Поэтому в этой бригаде никто ни за кем не следил. А Антон скрывал свою болезнь только из-за того, что был застенчив, и отсюда страх потерять заработок. Наш герой шел по разбитому, замусоренному тротуару, у него не было даже сил перепрыгивать через ямы, он часто спотыкался. Банку он давно уже раздавил от неуклюжести и вялости.
Домой с работы он всегда ходил пешком, хотя дорога до дома была неблизкой. Антон экономил на транспорте, вообще, он экономил на всем. На работу и обратно пешком, во время перерыва еды он покупал мало, деньги ни на какие развлечения не тратил, только все необходимое. Необходимым были лекарства для него. На них уходила большая часть заработка.
Дом его был две комнаты в общежитии, сделанные из одной, а остальные удобства общие с многочисленными соседями.
Жил наш герой со своей бабушкой, которую он любил как настоящую мать. Своих родителей он потерял рано.
– Кто это?
А, это ты, Антон, – сказала Люба.
– Привет, Любаша, как поживаешь?
– Твоими молитвами, Антоша.
– Бабуля дома?
– А где ж ей быть. Дома.
Не стой, заходи
Люба всегда следила за входом в подъезд общежития, была часовым.

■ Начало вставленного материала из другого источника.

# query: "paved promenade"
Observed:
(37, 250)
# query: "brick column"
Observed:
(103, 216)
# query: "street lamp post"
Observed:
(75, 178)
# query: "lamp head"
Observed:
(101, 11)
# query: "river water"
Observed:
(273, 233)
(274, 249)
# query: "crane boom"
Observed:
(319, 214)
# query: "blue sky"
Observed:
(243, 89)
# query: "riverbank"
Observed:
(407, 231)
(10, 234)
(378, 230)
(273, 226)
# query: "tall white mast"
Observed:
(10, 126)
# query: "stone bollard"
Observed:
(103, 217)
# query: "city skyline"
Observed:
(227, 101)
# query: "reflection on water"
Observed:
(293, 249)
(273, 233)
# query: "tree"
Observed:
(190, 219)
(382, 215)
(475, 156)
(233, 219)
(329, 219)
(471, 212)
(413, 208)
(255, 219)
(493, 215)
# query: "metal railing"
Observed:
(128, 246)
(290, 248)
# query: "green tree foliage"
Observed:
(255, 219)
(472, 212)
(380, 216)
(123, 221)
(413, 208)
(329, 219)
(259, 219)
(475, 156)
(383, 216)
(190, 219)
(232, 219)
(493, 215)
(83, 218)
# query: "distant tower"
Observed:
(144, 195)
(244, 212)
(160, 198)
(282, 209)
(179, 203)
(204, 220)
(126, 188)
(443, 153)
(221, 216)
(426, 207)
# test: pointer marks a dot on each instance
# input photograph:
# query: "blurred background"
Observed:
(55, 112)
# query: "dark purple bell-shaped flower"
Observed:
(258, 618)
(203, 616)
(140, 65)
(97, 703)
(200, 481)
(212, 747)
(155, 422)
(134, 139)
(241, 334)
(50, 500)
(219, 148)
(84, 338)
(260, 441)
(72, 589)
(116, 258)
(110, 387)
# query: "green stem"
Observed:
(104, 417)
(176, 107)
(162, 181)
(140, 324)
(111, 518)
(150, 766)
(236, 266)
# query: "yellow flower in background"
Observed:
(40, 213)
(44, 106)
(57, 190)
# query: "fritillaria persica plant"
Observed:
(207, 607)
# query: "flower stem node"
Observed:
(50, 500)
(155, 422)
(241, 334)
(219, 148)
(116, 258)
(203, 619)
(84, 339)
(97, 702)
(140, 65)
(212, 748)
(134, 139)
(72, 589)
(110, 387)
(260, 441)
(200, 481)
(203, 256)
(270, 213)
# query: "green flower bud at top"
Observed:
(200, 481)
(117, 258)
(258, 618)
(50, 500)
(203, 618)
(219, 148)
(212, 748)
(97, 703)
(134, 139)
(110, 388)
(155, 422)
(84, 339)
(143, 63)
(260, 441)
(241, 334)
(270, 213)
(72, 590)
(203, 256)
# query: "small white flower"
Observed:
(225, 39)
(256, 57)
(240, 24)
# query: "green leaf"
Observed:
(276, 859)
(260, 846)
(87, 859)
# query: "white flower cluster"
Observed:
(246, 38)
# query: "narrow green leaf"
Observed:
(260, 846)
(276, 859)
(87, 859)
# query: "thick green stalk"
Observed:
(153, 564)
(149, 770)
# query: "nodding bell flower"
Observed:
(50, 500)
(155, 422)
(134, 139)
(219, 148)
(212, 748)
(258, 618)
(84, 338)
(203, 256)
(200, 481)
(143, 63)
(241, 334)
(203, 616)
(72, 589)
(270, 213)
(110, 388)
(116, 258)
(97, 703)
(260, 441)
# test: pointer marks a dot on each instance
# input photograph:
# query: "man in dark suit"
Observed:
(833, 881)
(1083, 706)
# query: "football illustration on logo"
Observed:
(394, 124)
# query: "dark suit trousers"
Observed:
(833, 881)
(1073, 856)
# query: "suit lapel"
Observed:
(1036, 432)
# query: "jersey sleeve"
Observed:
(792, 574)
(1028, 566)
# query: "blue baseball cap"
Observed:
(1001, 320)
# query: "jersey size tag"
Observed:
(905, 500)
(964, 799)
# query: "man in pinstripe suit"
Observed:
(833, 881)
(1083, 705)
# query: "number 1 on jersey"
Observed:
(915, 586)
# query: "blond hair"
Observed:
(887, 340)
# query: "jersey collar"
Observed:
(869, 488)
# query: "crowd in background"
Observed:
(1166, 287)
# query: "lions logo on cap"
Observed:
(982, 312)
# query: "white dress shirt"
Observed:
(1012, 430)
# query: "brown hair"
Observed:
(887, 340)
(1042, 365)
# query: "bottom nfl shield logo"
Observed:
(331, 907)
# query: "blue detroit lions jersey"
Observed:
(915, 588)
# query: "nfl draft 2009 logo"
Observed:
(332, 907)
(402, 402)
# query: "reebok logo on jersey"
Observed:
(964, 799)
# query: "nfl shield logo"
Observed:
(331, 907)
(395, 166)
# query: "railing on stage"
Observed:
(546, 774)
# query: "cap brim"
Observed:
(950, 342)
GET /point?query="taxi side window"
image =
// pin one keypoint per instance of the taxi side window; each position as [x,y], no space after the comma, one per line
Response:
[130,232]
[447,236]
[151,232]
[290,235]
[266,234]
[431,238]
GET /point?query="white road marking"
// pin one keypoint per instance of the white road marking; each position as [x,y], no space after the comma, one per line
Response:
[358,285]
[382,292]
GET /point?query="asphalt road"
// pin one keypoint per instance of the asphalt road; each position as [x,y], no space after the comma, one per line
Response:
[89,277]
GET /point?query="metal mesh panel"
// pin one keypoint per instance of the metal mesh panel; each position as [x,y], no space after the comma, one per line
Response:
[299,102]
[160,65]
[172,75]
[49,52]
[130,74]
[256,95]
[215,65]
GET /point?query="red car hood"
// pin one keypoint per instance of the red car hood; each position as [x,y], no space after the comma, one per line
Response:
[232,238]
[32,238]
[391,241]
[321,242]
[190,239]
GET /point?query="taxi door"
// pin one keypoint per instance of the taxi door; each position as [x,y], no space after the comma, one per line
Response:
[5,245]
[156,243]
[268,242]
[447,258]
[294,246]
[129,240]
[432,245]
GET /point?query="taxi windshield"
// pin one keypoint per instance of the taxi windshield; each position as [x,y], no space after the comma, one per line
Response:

Ей всюду мерещились жулики.
Да по правде сказать, в их районе всегда крутилось много пьяной шпаны, это были и подростковые шайки, и местные мужики, всегда соображавшие на бутылку, и всякие без определенного места жительства, тоже в угаре. И все пытались что-то стащить. Поэтому всегда находился предлог зайти в какой-нибудь подъезд и взять, что лежит плохо. Ну а если доходило до насильственного грабежа, а этим занимались подростки, так они искали средства на «травку» или водку, на что хватит. Все-таки в общежитии люди жили небогатые, а вину всю сваливали на жителей улицы, естественно, все те же подростки. Приехавшие на зов ограбленных людей служители порядка хватали по указке законопослушного подрастающего поколения бедных жителей улицы, естественно, все это делалось в очень грубой форме.
С ломаньем за спину рук, бросанием людей на землю, при этом хорошенько пересчитав ребра ногами и милицейской дубинкой. А эти законопослушные подростки бегали вокруг поваленных бедняг и тыкали на них пальцами, при этом крича:
– Да, да, это он, я видел, как он ограбил, это он! Это он!
И так всегда крайними оказывались бедняги-бездомные.